Dalam tekhnik meringankan tubuh (dalam hal ini bukannya untuk terbang ya melainkan untuk keseimbangan tubuh) tentu memerlukan tekhnik pernapasan agar menyelaraskan tubuh hingga bisa seimbang ketika melakukan atraksi keseimbangan tubuh (berjalan diatas tali, melompati rintangan, tekhnik melentingkan tubuh dll) Bahkan tentunya Rasulullah memerlukan latihan pernapasan untuk bisa menghujamkan pedang, atau memanah atau juga bergulat sebab jika tidak punya tekhnik pernapasan khusus maka tidak akan sempurna hasilnya. Nafas tidak bisa dipisahkan dari makhluk hidup dengan bisa memanfaatkan/mengolah nafas dengan baik maka akan tercipta kesehatan dan kekuatan. namun sekali lagi bersifat fisik, adapun jika sudah wilayah Ghoib (melihat jin, melihat alam ghoib dll) maka akan masuk dalam rambu-rambu syari’ah. 

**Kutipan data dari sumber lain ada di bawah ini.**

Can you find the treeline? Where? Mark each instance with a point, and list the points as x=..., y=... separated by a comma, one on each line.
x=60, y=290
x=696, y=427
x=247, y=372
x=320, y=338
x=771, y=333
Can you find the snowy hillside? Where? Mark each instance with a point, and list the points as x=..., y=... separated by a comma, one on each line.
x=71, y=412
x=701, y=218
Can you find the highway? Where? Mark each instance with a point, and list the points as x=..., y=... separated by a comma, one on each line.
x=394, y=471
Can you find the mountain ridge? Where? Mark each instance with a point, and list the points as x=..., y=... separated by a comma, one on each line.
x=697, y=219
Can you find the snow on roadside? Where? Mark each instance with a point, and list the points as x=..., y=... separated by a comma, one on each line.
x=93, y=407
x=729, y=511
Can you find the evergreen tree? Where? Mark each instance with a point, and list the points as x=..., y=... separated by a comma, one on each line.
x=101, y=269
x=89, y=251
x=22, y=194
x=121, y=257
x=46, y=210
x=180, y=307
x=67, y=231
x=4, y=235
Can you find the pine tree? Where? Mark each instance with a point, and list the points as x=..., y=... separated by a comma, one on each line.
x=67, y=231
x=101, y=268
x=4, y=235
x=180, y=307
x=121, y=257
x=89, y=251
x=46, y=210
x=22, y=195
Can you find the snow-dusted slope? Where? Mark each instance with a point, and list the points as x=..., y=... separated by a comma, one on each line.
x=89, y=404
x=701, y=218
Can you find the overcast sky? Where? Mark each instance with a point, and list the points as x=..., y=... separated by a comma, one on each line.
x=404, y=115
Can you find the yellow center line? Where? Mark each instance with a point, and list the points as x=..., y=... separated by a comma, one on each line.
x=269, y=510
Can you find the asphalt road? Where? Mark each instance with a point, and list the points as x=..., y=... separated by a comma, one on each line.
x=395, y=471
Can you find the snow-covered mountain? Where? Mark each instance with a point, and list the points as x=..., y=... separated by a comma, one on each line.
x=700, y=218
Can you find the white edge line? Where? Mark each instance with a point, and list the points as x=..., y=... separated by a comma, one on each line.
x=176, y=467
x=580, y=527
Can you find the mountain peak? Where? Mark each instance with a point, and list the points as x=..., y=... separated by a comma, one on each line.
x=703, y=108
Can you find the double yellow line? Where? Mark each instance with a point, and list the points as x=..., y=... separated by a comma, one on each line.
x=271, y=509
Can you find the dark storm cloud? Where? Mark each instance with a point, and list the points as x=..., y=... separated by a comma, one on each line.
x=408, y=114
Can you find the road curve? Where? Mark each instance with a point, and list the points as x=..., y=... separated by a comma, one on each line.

 Hukum tenaga dalam Hukum tenaga dalam, jika mengatas namakan Islam (biasanya dicampur dengan dzikir-dzikir asma Allah) maka haram. Kalau mereka menyatakan bahwa apa yang mereka lakukan adalah untuk beribadah kepada Allah, maka kita katakan bahwa ini adalah bid’ah sebab kenapa harus menggunakan tata cara dan gerakan-gerakan khusus yang tidak pernah diajarkan oleh Allah dan Rasulullah.. Dan tidak ada dalil sama sekali bahwa dengan bacaan-bacaan dan gerakan-gerakan khusus yang mereka lakukan bisa menghasilkan kesaktian. Kalau mereka mengatakan tujuan mereka untuk beribadah dan untuk memperoleh kekuatan, maka kita katakan bahwa mereka telah melakukan kesyirikan sebab niat ibadah mereka selain untuk Allah juga untuk hal yang lain.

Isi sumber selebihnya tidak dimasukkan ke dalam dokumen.